Глава IV Из принцессы в царицы

 

         Весеннее утро только-только начинало вступать в свои права над рекой, когда княжеская ладья уткнулась  носом в Киевскую пристань, и на ее бревенчатый настил спрыгнул сначала Жробейн, а за ним сам князь Владимир.   

     Постояв с четверть часа около ладьи и подождав,  когда его команда сойдет на берег, он,  обращаясь к Михаилу,  произнес:
 - Спят как сурки в кремле,  видно. Ни одного часового на берегу. Да и по посаду тишина. Заходи, кто хочет, бери,  что душе твоей угодно. Да ведь и до самой крепости  отсюда рукой подать. Что думаешь на это, Волк?
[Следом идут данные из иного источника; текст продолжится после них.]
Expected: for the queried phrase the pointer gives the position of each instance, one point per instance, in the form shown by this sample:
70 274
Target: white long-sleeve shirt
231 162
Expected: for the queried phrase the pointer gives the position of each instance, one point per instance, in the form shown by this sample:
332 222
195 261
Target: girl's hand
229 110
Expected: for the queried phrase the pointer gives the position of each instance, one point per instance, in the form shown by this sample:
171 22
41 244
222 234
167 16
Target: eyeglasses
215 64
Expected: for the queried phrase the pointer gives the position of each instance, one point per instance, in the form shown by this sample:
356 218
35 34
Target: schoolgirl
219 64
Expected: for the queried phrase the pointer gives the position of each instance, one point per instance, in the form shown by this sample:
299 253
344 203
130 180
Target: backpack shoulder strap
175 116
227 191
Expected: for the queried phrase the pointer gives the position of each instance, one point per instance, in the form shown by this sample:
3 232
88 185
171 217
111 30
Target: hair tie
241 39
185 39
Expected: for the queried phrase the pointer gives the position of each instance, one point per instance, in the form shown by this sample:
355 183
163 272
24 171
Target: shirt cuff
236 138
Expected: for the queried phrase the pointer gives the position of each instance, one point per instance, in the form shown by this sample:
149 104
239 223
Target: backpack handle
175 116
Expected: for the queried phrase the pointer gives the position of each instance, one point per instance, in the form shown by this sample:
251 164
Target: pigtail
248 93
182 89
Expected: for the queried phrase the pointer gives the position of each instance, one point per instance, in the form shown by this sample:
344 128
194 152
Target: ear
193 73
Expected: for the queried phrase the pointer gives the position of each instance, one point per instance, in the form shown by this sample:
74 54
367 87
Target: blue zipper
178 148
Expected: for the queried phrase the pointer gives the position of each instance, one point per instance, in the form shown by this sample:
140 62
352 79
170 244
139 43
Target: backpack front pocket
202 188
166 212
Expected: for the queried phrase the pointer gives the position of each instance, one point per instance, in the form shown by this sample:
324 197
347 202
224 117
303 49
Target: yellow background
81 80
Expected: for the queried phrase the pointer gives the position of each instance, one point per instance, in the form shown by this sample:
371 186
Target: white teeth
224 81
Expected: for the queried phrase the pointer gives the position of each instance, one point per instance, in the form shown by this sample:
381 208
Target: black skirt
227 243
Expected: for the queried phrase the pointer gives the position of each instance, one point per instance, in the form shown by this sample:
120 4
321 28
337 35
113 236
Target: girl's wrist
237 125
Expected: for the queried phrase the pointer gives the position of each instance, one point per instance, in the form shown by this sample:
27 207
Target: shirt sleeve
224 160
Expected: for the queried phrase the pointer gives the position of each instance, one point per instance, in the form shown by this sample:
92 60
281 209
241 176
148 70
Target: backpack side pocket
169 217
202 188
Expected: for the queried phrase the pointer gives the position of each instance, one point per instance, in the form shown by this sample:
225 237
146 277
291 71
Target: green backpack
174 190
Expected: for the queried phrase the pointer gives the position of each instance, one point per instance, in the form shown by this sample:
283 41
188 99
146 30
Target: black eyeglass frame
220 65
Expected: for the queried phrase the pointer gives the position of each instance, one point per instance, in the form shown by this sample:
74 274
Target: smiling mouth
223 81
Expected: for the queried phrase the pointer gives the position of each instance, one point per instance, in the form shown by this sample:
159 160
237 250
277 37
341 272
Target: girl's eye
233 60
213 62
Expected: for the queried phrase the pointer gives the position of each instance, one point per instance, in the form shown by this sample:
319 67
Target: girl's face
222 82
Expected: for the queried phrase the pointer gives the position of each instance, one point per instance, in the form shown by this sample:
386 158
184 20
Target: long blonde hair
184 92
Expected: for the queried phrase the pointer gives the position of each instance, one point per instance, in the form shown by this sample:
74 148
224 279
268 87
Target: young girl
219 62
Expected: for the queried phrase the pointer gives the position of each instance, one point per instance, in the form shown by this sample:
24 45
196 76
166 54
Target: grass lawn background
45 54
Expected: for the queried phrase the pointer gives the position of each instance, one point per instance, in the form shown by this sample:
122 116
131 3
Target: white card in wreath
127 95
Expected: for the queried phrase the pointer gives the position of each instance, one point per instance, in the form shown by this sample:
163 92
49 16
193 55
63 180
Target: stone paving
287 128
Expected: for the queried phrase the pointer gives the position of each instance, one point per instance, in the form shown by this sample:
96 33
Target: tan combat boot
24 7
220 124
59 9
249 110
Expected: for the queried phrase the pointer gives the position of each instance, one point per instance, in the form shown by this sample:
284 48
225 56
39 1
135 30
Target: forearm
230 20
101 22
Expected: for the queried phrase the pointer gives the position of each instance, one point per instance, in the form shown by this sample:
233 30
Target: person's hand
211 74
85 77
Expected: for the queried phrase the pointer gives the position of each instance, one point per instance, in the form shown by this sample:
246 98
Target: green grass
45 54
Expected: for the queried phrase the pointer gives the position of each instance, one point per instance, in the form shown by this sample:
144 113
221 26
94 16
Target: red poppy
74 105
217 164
         Князь развернулся и в сопровождении дружинников двинулся широким шагом  в  город.  Поэтому  и на его вопрос Михаил отвечал  уже на ходу, догоняя князя:
 -  Нас сейчас никто не ждал -  это понятно. Но то, что часовых на пристани и по посадам нет, просто странно. Такую беспечность спускать нельзя.
 - Ничего, ничего. Дай добраться до городища. Кто там сейчас воеводствует посмотрим. Оставлял Киев на Добрыню – дядю своего,  но потом в Новгород его отправил. А кого он  за себя  оставил за княжьим столом  в Киеве присматривать, сейчас уже скоро и узнаем,  - произнес Владимир  будучи уже почти перед  запертыми  городскими воротами.

 Подойдя к ним, князь достал из ножен большой охотничий тесак и звонко постучал его рукояткой по одному из составляющих ворота бревен.  Ответа не было долго, и когда князь в ярости глянул на Михаила и  пнул со злости ворота ногой, откуда-то сверху раздался сонный голос:
- Чего стучите, по ночам ходите, спать людям не даете. Завтра с утра приходите, тогда и за стены пустим. А сейчас  проваливайте отсюда,  пока целы.

   Не успел горе-часовой  закончить свою фразу, как воздух со свистом рассек пущенный в его сторону княжеский кинжал, который с дребезжащим звуком глубоко вошел в бревно крепостной стены рядом с бойницей, пригвоздив  к ней ладонь  стража, опрометчиво выставленную им наружу.   Отчаянным  криком боли  тут же огласились  спящие в глубоком покое  городские  окрестности.
 
  На этот крик  сбежались полусонные воины караула  во главе с сотником, который,  освобождая от тесака руку воина, тут же признал стоящего внизу  и кинулся со второго яруса крепостных стен открывать ворота кремля. Когда ворота перед князем Киевским наконец-то со скрипом  распахнулись и он  прошел через узкий  бревенчатый  коридор,  проделанный в толще самих стен, на территорию Киевского кремля, туда уже  бежал, еле успев натянуть порты и рубаху,  рыжебородый тысяцкий воевода.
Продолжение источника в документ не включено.